Anhara watched the chaos with wide eyes. Overwhelm mixing with something else. Joy. Belonging.
“This is insane,” she said quietly.
“This is family.”
Rylos found me later.
Anhara was with the other women, the four of them talking quietly in the corner. Tamsin. Bronwen. Sabine. Carys. And now Anhara. Human women bound to Vinduthi warriors, finding common ground in their transformations.

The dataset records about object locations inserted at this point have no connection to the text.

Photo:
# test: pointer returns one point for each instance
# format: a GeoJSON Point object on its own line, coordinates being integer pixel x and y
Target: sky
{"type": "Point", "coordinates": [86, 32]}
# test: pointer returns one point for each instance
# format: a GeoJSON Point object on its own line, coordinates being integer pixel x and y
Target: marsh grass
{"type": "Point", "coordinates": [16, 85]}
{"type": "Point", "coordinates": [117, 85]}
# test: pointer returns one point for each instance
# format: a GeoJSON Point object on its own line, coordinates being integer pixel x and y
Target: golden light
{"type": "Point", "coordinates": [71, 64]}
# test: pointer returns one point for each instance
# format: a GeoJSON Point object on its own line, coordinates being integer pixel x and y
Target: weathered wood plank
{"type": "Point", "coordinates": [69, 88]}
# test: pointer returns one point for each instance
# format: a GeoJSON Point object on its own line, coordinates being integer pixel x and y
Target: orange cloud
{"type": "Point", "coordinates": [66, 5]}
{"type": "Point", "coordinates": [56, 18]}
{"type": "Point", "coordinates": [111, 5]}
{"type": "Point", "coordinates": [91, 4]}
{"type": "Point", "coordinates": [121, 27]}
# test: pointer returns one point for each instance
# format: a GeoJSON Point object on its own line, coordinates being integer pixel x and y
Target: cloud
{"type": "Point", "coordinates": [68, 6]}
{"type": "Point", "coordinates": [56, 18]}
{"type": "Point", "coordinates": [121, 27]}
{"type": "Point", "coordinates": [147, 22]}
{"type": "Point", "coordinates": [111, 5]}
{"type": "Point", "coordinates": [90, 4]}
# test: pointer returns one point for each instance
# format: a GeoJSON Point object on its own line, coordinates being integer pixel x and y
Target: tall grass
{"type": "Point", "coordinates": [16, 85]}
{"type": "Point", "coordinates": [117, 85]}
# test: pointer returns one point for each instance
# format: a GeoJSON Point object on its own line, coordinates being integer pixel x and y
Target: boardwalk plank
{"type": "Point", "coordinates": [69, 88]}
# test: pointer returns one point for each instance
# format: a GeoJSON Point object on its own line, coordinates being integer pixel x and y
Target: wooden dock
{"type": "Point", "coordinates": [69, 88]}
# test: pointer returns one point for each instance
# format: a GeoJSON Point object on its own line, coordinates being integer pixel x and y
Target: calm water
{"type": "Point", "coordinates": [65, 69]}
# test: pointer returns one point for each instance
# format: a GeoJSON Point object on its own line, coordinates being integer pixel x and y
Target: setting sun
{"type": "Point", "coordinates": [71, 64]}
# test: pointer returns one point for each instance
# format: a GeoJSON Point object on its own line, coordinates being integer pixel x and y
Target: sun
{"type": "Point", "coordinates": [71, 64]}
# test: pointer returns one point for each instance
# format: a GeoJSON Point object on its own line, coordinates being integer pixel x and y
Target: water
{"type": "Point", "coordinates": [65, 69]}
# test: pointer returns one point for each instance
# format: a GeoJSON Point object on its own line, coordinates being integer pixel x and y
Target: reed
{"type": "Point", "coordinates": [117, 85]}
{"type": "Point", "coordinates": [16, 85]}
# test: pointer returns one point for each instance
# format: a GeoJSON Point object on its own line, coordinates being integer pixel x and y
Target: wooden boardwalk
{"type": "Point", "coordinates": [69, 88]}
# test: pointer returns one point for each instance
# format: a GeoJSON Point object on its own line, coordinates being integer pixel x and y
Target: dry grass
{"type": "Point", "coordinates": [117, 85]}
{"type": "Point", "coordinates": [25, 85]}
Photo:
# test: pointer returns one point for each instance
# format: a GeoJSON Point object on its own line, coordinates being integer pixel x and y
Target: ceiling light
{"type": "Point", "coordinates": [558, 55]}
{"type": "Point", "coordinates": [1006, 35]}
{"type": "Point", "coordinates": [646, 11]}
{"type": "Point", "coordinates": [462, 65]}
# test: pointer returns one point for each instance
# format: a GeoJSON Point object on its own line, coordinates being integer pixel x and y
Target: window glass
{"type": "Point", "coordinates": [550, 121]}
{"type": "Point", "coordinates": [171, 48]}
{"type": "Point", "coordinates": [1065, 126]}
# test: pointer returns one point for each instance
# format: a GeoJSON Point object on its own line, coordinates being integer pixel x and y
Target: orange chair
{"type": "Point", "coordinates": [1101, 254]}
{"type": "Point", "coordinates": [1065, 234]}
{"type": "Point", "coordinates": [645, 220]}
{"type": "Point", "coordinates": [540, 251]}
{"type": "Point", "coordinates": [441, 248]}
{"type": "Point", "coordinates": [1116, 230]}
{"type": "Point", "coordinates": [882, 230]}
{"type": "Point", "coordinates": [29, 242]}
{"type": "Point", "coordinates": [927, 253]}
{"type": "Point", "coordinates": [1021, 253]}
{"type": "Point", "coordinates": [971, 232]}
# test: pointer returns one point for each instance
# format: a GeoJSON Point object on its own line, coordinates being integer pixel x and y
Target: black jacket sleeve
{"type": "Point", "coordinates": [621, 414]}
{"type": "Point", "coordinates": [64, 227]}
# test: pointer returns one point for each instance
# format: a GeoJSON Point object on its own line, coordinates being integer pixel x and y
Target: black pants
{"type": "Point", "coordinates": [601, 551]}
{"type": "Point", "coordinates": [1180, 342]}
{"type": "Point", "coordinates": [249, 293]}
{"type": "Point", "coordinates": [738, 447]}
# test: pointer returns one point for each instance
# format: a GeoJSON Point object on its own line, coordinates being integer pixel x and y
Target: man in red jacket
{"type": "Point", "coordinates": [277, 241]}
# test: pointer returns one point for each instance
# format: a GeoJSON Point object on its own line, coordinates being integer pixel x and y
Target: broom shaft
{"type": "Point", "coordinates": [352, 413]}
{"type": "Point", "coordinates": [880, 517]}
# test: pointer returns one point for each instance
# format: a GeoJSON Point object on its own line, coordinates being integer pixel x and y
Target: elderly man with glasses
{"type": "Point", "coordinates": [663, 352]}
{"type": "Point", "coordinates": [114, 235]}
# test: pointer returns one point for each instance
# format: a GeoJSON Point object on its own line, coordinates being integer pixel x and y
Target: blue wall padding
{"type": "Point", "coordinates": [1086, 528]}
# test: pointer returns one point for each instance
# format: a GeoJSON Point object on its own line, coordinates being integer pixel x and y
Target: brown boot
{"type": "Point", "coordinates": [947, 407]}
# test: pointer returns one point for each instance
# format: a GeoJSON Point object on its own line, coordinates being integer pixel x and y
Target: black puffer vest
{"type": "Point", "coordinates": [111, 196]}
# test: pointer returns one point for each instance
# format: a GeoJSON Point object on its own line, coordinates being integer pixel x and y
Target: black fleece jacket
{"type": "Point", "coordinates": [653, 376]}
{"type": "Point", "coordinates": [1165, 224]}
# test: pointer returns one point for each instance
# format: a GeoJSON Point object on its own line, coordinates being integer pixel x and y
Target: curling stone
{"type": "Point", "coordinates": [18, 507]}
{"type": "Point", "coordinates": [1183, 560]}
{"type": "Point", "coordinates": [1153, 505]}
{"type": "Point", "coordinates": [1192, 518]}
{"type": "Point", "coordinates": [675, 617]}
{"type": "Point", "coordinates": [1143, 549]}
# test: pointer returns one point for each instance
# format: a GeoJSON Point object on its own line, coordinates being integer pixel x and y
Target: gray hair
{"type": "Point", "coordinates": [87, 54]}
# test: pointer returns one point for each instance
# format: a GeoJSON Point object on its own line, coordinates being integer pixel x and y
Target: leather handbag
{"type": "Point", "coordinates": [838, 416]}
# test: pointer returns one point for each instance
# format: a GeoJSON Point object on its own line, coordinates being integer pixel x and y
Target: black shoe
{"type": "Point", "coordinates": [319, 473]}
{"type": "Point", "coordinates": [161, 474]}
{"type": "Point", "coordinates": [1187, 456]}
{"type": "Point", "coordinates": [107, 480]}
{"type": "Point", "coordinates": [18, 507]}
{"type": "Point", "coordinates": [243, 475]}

“The keys are ready,” Rylos said. He stood beside me, both of us watching our people. “All five. Varrick has them linked.”
“And?”
“We have a location.” His voice was neutral. Too neutral. “The Sovereign’s vault. Everything he hid before the Conclave killed him. Everything they’ve been hunting for twenty years.”
“That’s good news.”
“It’s complicated news.” He let that settle. “The location isn’t somewhere we can assault directly. Not without planning. Not without resources we don’t currently have.”
“How long?”
“Weeks. Maybe longer.” He glanced back at the others. At the family we’d built over years of fighting. “But we’ve waited this long. We can wait a little more.”
He left without saying anything else. Typical Rylos. Information given on his terms.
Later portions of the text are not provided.